A second Phase III trial of Amgen’s AMG 416 has also hit targets showing that the drug is effective in reducing parathyroid levels in kidney disease patients receiving dialysis who have developed secondary hyperparathyroidism.
Secondary HPT is a common, serious and often progressive condition among patients with chronic kidney disease. It develops in response to declining kidney function, when the parathyroid (PTH) glands increase the production of thyroid to maintain normal levels of calcium and phosphorus.
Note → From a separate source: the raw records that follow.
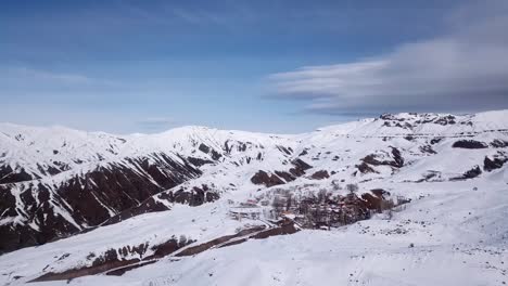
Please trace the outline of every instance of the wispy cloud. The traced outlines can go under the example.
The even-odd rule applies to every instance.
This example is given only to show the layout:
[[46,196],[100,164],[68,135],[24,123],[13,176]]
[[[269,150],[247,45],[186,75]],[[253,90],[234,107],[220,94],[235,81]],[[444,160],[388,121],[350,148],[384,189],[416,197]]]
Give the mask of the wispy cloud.
[[168,117],[149,117],[137,121],[137,123],[147,131],[160,131],[175,125],[176,121]]
[[344,114],[508,107],[508,3],[485,1],[450,15],[446,35],[353,63],[271,75],[277,96]]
However, eventually this excess production is not enough to maintain normal levels, and at the point of CKD dialysis, this manifests as abnormal amounts of PTH, calcium and phosphorus that, in turn, can lead to significant clinical consequences, such as weakness and thinning of the bones.
In the Phase III trial, 74% of patients given AMG 416 experienced a greater than 30% reduction from baseline in PTH compared with 8.3% in the placebo arm. Secondary goals of change in serum phosphorus concentration (mean changes of -7.71% and -1.31% in the AMG 416 and placebo arms, respectively) and corrected calcium concentration (-7.29% and 1.18%), were also met.
61% show drop in blood calcium
On the safety side, treatment-emergent adverse events were reported in 91.6% and 78.7% of patients who received AMG 416 and placebo, respectively. Those seen in more than 10% of patients who took Amgen’s drug included: a drop in blood calcium of 61% compared to 8.3% in the control arm; nausea (12.4% and 5.1%); muscle spasms (12% and 7.1%) and vomiting (10.4% and 7.1%). Serious adverse events (SAEs) were reported in 27.1% and 30.7% of patients who received AMG 416 and placebo, respectively, the firm said.
Data from the study “help to confirm that AMG 416 could become an important new treatment option for dialysis patients with secondary hyperparathyroidism," said Sean Harper, head of R&D at Amgen. "Despite the variety of options available for the treatment of this disease, an unmet need remains for an intravenous therapy that can be administered along with haemodialysis,” he added.
Amgen is also assessing the drug against its existing secondary HPT drug Sensipar/Mimpara (cinacalcet) in a head-to-head study, results of which will be available next year.